Google has bulked up its Mini line of search appliances, a year after the product's initial introduction. The two new appliances, aimed at medium-sized businesses, follow on from what the company calls a year of skyrocketing sales for Google Mini.
Google introduced Google Mini last January to complement its pricy, business-orientated Google Search Appliance. The product, sold exclusively online, initially sold for $4,995, with the capacity to index 50,000 documents.
Google Search Appliance line, by contrast, started at $30,000 and indexed 100,000 documents or more (since boosted to 500,000 or more).
In April Google upped the indexing capacity of the Mini to 100,000 and cut the price to $2,995. The two new models sell for $6,000 and $9,000 and index 200,000 and 300,000 documents.

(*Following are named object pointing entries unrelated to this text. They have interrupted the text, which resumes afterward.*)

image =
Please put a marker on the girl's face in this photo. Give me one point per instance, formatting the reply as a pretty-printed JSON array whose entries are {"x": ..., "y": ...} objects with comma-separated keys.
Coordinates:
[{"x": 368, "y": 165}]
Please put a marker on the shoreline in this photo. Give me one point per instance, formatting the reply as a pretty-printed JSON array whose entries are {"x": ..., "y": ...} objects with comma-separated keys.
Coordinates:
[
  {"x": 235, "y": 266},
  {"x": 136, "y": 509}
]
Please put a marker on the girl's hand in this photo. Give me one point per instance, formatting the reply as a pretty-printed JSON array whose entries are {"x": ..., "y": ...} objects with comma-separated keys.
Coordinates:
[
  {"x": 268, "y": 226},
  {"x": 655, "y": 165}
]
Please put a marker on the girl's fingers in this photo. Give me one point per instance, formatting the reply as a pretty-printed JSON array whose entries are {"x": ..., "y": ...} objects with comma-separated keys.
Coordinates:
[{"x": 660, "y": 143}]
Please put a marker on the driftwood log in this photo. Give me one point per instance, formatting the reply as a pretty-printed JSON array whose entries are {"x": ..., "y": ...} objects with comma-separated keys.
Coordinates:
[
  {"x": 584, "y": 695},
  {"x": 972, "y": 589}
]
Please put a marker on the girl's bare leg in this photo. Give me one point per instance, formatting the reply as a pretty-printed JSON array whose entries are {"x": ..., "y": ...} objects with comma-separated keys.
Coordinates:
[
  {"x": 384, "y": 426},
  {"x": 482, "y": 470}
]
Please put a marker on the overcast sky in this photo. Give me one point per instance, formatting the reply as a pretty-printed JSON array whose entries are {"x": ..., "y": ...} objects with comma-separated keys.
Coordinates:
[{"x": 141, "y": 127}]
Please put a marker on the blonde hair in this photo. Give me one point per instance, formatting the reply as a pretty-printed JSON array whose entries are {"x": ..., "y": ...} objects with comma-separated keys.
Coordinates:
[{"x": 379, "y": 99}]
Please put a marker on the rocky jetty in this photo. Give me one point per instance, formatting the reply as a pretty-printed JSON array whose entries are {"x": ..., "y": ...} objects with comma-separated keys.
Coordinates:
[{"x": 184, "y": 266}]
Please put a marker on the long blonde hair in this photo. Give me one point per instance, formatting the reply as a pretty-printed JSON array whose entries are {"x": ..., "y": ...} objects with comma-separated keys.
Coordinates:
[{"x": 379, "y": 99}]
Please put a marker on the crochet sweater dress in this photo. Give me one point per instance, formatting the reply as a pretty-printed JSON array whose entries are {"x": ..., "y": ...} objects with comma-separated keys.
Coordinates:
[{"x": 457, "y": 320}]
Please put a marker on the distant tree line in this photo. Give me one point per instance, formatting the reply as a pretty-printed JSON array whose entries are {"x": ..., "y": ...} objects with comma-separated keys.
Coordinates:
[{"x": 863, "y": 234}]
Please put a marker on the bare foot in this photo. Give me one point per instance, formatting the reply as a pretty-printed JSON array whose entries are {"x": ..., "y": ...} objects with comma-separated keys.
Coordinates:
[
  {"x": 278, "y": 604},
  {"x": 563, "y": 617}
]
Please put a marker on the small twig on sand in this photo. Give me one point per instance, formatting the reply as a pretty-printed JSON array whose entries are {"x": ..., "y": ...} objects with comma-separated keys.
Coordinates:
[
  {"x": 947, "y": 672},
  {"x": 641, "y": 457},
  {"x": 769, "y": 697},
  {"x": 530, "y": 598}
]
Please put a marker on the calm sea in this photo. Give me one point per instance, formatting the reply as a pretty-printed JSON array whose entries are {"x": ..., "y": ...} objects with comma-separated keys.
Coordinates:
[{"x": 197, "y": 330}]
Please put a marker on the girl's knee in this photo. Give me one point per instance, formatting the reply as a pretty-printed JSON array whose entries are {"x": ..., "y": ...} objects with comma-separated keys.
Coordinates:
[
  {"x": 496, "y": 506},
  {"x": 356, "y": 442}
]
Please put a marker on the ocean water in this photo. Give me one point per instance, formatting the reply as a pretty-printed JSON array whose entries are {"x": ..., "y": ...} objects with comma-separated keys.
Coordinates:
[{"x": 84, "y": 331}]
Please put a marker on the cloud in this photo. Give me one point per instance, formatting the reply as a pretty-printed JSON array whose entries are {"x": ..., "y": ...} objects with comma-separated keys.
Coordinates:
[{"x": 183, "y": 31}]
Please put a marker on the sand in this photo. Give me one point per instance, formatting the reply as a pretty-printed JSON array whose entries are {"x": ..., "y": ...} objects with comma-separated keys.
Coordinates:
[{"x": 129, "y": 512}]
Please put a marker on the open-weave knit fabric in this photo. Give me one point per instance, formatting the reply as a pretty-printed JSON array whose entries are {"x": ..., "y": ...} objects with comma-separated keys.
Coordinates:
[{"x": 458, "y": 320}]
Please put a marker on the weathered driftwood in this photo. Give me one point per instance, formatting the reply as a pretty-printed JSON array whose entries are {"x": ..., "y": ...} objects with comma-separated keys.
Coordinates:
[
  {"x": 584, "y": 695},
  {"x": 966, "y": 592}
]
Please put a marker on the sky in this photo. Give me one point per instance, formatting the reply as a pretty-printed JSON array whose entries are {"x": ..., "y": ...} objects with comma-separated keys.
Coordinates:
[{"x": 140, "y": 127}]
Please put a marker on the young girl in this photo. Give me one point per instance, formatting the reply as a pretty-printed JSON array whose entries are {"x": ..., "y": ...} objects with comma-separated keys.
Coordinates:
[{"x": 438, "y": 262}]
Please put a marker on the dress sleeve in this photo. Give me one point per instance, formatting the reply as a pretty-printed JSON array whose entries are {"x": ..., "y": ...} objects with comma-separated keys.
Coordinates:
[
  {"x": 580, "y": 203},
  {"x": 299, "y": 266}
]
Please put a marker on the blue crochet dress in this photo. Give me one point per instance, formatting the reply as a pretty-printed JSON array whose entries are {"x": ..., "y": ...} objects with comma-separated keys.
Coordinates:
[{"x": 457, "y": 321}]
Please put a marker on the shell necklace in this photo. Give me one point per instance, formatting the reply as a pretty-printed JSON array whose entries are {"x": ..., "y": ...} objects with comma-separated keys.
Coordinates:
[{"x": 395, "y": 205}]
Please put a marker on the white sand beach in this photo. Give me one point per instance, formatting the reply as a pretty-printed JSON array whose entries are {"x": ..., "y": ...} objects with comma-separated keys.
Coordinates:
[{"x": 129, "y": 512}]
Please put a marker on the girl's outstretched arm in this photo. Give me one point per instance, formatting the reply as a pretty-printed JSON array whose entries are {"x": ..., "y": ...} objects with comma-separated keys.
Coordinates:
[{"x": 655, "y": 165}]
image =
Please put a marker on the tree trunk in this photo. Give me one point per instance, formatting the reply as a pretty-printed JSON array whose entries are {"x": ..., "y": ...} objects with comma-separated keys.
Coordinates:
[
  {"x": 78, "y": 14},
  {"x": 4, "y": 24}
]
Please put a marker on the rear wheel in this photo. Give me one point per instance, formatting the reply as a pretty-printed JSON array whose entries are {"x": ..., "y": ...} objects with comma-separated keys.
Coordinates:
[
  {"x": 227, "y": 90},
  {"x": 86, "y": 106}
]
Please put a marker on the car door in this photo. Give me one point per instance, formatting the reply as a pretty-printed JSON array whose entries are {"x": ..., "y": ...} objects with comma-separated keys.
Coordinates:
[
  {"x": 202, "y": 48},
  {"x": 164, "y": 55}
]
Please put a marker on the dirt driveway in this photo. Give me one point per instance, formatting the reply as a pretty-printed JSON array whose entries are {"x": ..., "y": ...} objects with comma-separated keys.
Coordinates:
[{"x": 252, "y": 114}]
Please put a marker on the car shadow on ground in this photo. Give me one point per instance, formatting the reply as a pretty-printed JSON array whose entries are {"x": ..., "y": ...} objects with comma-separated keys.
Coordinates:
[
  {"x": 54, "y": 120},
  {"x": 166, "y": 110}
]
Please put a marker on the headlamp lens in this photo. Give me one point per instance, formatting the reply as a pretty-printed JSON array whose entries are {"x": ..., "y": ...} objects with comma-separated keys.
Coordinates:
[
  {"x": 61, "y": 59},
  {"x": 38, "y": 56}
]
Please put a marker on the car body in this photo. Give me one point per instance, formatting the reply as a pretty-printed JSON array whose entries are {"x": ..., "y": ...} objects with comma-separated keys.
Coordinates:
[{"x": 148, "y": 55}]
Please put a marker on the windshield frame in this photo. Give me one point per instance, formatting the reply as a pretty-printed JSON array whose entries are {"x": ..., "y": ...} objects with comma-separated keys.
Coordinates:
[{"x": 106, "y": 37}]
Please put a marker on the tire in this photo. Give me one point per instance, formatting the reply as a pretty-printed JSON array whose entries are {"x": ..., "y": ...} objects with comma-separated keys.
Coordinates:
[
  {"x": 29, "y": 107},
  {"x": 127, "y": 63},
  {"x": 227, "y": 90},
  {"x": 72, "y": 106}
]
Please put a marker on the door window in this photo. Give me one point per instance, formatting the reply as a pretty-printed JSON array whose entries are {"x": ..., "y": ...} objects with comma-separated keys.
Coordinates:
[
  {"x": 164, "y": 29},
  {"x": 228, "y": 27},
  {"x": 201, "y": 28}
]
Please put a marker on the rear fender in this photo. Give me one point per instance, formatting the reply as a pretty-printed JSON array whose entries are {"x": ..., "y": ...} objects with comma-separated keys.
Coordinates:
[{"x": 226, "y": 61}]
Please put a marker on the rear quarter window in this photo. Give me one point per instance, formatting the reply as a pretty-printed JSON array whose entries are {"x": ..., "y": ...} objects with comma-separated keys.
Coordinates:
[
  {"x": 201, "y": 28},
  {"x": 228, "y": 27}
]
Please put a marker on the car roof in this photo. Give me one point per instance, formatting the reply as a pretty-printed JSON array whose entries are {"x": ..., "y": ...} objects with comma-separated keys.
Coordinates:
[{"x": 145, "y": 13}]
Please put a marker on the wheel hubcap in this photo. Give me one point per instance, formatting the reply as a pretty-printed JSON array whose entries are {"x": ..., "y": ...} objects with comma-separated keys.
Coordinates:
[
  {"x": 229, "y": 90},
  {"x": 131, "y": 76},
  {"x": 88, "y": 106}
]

Google's appliance line is a small part of its business, but the company said that it hoped that it would grow significantly in time. At the same time, the inexpensive hardware - targeted at companies who can't afford $30,000 for search services - is giving Google a new kind of ubiquity, according to industry analysts.
"People have tons of clocks around the house, and now they're also starting to have a lot of computers around. That's the way Google's going to be, it's going to be everywhere," said RedMonk analyst James Governor.
Google Search Appliance competes with hardware from companies such as Microsoft, Verity (the leader in search hardware), the UK's Autonomy and Norway's Fast Search & Transfer. These companies mainly focus on the enterprise, and no one has as yet managed to make a breakthrough in the market for smaller businesses.
Google says Mini sales have grown significantly, though it hasn't released figures. Forrester Research has said Google could succeed where others have failed because of its brand recognition and deep pockets.
In November Google introduced a programme urging rivals' customers to switch over to Google Search Appliance and Google Mini. The programme is aimed at customers of rival Verity, which recently announced that it would be sold to Autonomy for $500 million.